When I trespass into the area of family law it is, almost invariably, about the issue of costs. A prime example of the dangers of litigation and costs, almost literally, wiping all the family assets out, can be seen in the judgment of Mr Robert Peel QC (sitting as a High Court judge) in M v M [2020] EWFC 41.

“This self-defeating litigation is now over. It is scarcely credible that at the end of it all, they emerge with about £5,000 each of liquid assets, having incurred nearly £600,000 of costs, but such is the reality. There may be worse examples of disproportionate and ill-judged litigation, but none spring readily to mind.”

THE CASE

The judge was determining the financial position between a couple who had been married 21 years and who had three children.  The litigation had not been smooth, more significantly it had not been cheap.
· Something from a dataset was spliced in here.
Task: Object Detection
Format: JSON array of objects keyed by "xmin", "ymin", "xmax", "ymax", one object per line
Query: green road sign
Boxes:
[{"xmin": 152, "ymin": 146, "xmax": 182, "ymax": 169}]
COMMENTS ON COSTS IN THE JUDGMENT

  1. After nearly 22 years of marriage, which must have contained happy times together and during which 3 children were born to whom the Husband (“H”) and Wife (“W) are devoted, this couple embarked on ruinous and recriminatory financial remedy proceedings. There have been 13 oral hearings, including 2 FDRs and an aborted 5-day trial, and 4 applications by H for permission to appeal disposed of on paper at High Court and Court of Appeal level. The combined legal costs are £594,000. The litigation, and attendant bitterness, has led to fractured relations between H and the children.
  2. One might be forgiven for assuming that all this energy has been expended over great wealth. This is not so. The only liquid asset of any substance is the proceeds of sale of the FMH, some £630,000 currently held on solicitors’ account. That sum is now all but offset by the parties’ debts, not least the legal fees. Thus, the true net liquid wealth is virtually nil. I am left with the task of endeavouring to find a way in which each party can somehow be re-housed. That, in my judgment, is and always has been the real issue in this case.
  3. An equal division of £630,000 would be £315,000 per party from which each would have to meet their indebtedness. W’s open proposal at the start of trial was broadly for that outcome, but subject to the sum of £52,000 being top sliced to repay her brother who paid the mortgage for a period after separation. Thus, on her case each party would receive £289,000. H in his open proposal sought £480,000. The difference between the parties’ offers is £191,000. The legal costs are 3 times that figure. It is hard to express what a calamitous waste of resources this has been

Conclusion

  1. This self-defeating litigation is now over. It is scarcely credible that at the end of it all, they emerge with about £5,000 each of liquid assets, having incurred nearly £600,000 of costs, but such is the reality. There may be worse examples of disproportionate and ill-judged litigation, but none spring readily to mind.